Wildman":iymrcvr2 said:


> Steve Maskery":iymrcvr2 said:
> 
> 
> > The problem with the drill-powered ones is that an electric drill has a max speed in the region of 2K whereas a router spins at 20-odd K. It makes a big difference to the quality of the cut.
> ...



I thought about this too Wildman, but the jig wasn't really designed for a router to spin the shaft on the handle-fitment. 
I suppose the bearing would be ok, but the shaft that goes into the chuck doesn't look to be engineered to the accuracy of a router cutter shank. For this reason alone, I never tried it! I have a set of TCT cutters for the Arcoy too, they are still in their wrappers! I also got hold of a complete jig on eBay, which when it arrived proved to have never been used. Don't know why I bought it really, and it's still unused. 

Good stuff was Arcoy, and for drawers up to 9" deep, the jig would still work, just as well as any other jig that cuts tails and pins in one. (ISTR Stanley-Bridges made a clone of the Arcoy.


----------



## Wildman (11 Apr 2012)

I think the shaft on the arcoy cutter holder is 1/4" and my bosch collet fitted fine.
PS 9 inches is enough for anyone :lol: :lol: :lol: 
I used mine for kitchen unit drawers and chest of drawers it is really quick and acurate, cuts pins and tails in one go and adjustable if you want to make them tighter/looser. I reall is the rolls royce of dovetail jigs, over engineered, maybe, could that be why they are still aound and in use after 50 years.


----------



## Benchwayze (11 Apr 2012)

Wildman":689seaa2 said:


> PS 9 inches is enough for anyone :lol: :lol: :lol:



You speak for yourself.
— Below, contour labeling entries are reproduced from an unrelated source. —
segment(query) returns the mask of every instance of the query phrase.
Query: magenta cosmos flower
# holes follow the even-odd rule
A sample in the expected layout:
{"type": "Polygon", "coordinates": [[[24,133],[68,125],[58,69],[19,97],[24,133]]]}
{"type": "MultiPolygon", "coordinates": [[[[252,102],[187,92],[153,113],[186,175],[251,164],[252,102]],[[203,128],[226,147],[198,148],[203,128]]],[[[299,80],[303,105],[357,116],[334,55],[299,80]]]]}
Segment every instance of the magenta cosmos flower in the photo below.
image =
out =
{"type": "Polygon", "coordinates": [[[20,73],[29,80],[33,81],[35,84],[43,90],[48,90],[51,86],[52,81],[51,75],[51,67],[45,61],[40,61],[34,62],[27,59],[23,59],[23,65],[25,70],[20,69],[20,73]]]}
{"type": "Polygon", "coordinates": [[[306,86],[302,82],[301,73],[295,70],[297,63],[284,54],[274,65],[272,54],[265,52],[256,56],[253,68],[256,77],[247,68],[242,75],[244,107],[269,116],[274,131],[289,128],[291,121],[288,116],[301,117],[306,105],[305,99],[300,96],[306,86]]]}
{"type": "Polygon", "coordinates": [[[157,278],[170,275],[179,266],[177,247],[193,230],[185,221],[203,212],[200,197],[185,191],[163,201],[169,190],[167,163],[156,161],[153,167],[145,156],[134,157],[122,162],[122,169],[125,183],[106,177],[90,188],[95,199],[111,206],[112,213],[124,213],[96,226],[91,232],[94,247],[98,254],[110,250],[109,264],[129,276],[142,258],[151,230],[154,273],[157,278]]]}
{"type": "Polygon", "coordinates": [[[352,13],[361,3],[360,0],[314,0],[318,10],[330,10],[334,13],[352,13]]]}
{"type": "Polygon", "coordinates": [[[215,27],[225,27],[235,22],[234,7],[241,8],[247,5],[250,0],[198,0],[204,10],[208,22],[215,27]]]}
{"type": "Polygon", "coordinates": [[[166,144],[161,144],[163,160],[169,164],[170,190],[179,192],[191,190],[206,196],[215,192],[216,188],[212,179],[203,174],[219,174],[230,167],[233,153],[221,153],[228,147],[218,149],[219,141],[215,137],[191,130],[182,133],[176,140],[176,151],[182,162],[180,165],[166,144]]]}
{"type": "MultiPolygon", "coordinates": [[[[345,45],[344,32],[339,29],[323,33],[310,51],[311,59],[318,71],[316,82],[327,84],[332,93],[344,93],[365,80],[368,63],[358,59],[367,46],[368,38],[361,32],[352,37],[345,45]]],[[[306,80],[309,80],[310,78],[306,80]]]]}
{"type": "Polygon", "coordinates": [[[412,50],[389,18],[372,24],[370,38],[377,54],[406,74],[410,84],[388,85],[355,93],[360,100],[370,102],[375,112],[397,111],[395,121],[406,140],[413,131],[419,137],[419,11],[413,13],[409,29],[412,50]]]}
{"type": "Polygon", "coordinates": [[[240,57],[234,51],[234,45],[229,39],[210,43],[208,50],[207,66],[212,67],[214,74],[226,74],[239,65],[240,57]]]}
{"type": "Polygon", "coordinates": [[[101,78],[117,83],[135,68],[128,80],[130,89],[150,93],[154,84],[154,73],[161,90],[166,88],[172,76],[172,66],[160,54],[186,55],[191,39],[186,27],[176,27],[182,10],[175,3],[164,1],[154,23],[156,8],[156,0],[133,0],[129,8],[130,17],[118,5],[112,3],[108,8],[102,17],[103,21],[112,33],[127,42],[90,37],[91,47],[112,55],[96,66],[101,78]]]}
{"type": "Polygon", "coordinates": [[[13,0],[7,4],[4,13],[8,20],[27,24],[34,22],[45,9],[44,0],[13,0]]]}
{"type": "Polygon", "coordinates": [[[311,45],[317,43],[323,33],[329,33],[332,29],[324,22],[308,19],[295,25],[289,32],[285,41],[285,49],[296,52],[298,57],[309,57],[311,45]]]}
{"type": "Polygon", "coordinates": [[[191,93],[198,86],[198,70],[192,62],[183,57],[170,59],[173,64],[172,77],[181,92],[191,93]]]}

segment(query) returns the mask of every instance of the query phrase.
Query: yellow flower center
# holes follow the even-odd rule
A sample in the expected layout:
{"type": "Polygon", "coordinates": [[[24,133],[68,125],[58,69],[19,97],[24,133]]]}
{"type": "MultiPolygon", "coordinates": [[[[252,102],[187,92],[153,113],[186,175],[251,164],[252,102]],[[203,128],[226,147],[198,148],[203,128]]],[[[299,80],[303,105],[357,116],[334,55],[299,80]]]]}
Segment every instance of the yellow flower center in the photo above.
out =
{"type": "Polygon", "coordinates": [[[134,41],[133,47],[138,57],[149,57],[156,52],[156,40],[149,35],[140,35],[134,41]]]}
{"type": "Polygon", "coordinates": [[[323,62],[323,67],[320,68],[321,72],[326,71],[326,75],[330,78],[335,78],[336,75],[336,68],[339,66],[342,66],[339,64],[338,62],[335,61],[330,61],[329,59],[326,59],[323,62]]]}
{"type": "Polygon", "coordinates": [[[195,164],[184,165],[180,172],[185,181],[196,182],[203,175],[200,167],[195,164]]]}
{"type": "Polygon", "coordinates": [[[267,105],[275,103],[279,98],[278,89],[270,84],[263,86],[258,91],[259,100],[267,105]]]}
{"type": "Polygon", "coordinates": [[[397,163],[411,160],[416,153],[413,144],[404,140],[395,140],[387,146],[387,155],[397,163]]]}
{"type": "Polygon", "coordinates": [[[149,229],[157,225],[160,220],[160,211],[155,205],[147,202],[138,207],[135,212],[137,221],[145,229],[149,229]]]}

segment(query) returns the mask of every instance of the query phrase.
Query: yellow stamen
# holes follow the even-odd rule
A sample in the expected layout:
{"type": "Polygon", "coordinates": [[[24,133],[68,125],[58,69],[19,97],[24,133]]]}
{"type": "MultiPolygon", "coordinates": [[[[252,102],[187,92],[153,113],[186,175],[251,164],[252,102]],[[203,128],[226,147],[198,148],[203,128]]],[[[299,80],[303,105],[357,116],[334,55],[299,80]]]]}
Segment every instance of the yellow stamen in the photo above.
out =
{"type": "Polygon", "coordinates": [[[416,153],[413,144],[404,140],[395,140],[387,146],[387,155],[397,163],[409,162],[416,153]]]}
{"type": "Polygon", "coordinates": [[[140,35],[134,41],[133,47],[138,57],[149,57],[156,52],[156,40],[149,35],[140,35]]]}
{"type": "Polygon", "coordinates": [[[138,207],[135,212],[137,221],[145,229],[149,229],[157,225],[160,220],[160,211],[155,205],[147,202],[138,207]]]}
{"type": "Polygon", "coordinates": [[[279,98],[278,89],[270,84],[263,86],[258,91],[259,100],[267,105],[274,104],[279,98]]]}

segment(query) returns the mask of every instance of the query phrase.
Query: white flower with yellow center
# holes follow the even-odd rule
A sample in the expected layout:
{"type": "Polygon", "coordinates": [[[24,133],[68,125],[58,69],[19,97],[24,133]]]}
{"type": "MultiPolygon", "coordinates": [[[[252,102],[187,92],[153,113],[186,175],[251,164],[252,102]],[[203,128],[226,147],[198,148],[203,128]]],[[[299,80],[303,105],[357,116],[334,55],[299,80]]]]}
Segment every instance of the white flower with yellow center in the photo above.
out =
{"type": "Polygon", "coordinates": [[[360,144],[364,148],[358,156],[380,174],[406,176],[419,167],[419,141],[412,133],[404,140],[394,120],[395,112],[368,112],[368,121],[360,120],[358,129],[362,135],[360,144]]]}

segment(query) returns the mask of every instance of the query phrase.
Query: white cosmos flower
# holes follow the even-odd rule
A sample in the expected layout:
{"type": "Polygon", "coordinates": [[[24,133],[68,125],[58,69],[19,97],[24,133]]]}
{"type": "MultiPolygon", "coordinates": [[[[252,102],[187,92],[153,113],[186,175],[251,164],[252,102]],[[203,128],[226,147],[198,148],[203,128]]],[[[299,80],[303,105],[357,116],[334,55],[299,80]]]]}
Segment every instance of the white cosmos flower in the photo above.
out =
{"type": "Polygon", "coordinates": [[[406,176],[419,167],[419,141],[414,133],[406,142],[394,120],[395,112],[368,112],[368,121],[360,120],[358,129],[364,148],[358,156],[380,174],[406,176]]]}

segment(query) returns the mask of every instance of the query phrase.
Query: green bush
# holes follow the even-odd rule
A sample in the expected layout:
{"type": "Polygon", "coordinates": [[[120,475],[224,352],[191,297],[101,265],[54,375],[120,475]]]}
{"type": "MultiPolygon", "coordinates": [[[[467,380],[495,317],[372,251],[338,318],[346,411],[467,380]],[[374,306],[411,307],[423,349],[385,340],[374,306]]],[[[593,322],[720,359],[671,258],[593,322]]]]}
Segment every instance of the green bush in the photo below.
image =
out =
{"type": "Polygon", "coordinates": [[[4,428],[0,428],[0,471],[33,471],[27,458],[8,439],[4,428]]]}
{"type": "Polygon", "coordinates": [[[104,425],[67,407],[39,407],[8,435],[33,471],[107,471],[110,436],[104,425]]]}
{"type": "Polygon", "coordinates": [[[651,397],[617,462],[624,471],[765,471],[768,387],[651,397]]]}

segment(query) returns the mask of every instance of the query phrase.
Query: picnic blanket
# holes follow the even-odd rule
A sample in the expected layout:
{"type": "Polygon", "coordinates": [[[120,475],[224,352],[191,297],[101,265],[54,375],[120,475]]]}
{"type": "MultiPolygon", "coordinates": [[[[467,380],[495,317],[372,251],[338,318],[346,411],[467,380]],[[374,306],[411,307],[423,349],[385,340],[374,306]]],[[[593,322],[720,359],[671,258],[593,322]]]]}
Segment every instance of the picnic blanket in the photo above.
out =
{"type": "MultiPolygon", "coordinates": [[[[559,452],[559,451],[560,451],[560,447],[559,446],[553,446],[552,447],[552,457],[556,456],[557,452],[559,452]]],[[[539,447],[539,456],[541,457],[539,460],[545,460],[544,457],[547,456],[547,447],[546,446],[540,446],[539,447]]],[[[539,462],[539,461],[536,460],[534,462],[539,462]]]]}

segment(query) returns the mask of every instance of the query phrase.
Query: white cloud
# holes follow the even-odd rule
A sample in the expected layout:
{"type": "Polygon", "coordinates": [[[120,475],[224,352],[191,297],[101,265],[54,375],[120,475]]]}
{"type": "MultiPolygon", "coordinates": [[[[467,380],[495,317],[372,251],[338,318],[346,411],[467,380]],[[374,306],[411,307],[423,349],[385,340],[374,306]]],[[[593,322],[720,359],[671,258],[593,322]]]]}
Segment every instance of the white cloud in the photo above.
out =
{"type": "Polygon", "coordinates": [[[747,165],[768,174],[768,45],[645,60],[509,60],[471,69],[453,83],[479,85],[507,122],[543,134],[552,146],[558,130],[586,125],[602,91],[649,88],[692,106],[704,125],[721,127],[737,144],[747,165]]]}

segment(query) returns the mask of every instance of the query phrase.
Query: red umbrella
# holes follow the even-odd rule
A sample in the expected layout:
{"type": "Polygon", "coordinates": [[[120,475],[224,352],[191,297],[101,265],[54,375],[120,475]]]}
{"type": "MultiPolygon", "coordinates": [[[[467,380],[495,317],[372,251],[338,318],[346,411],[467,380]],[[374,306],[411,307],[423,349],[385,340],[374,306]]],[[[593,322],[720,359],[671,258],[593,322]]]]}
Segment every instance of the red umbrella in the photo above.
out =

My kitchen is gonna have 'deep' drawers. :mrgreen: 

If you say the shaft fits a 1/4" collet without any problem, then I might just take my Arcoy out of retirement. It will save me planting false-fronts onto through dovetails! 

Cheers.


----------



## adzeman (12 Apr 2012)

Still have my Arcoy dovetailer bought it new with the drill Drill wore out and could not get it repaired kept the jig for nostalgia Cut my dovetails by hand they get better every time you dou them


----------



## Benchwayze (12 Apr 2012)

Yes, Mike, 

I quite agree. Dovetails do get easier and better with practice. I like to cut dovetails with hand-tools too and I've had my share of practice at it. One day I might attain perfection, though I doubt it, and I still find the need to 'get my hand in' after a lay-off . :mrgreen: 

However, for the number of drawers I will be making over the next few months, at my age, I could be staring at the inside of a wooden box, before I finish! So for the utility jobs in the garage and kitchen, I'll use a jig. 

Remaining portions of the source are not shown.